Boat, actually these are points I have been working on. I have been actively evaluating what I am doing in my life and making necessary changes. Yes I have a long road ahead.

“ I will try to simplify me question. You originally ignored her texts. She got mad and you told her you would communicate to her only by email. She threw a fit and you caved in and had a call. So right away that communicates to her you are not a man of your word and have weak to no boundaries. Does that bring you closer to your goal of reconciliation? If yes then I assume you are happy with the exchange. If no, then I assume that makes your STBXW happy because she does not want to reconcile right now and likely ever until something changes.”

I didn’t respond to her texts and didn’t answer her calls because there was no indication that she needed to talk about something urgently concerning our kids and it was not a good time for me to talk. I have been honoring myself and my needs while also respecting her request for space and her choices to not have me as her husband.
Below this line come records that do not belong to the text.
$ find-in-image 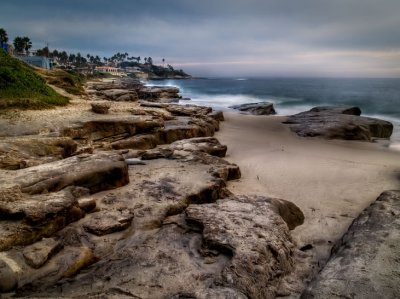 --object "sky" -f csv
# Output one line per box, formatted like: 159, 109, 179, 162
0, 0, 400, 78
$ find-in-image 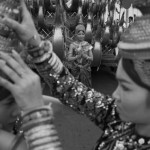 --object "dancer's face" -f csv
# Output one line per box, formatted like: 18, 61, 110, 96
77, 31, 85, 41
113, 60, 150, 124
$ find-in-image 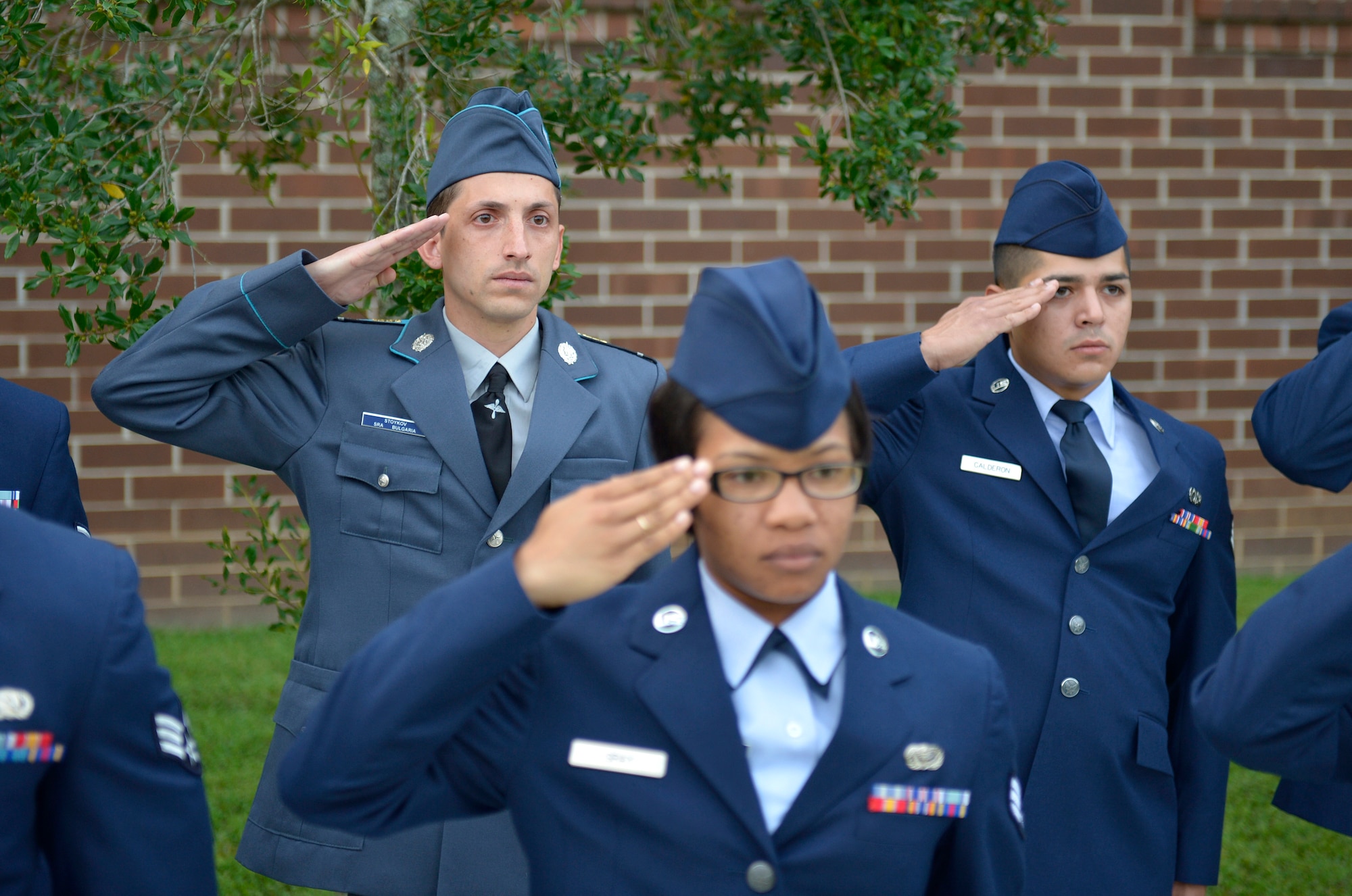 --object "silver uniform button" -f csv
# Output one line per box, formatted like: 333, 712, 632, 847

I did email her but I didn’t tell her I would only email. Email was unproductive for what she wanted to discuss and when it was a good time for me we ended up having a call. The call went well. I listened to her concerns (all valid and important) and responded responsibly with care. I didn’t try to fix her R with eldest D.

I recognize W has been taking steps to connect with D and she really has been investing much more in her R with youngest kids. Maybe since her “friendships” blew up, she is reconnecting. She started therapy last month. None of this means that she is making any steps towards R with me I get that.

Are any things I am doing bringing me closer to that goal? Maybe, it’s hard to tell. And will I want that with her, eventually if and when she tries? I don’t know, I can’t predict the future. And I don’t know how much longer I can do this. So I have to move forward healthy and detached.

I love her and desire to have a great M with her but we are a million miles apart. And I’m still working through my emotions and I don’t trust her. I need to be trustworthy and be able to trust myself. My personal integrity is vital.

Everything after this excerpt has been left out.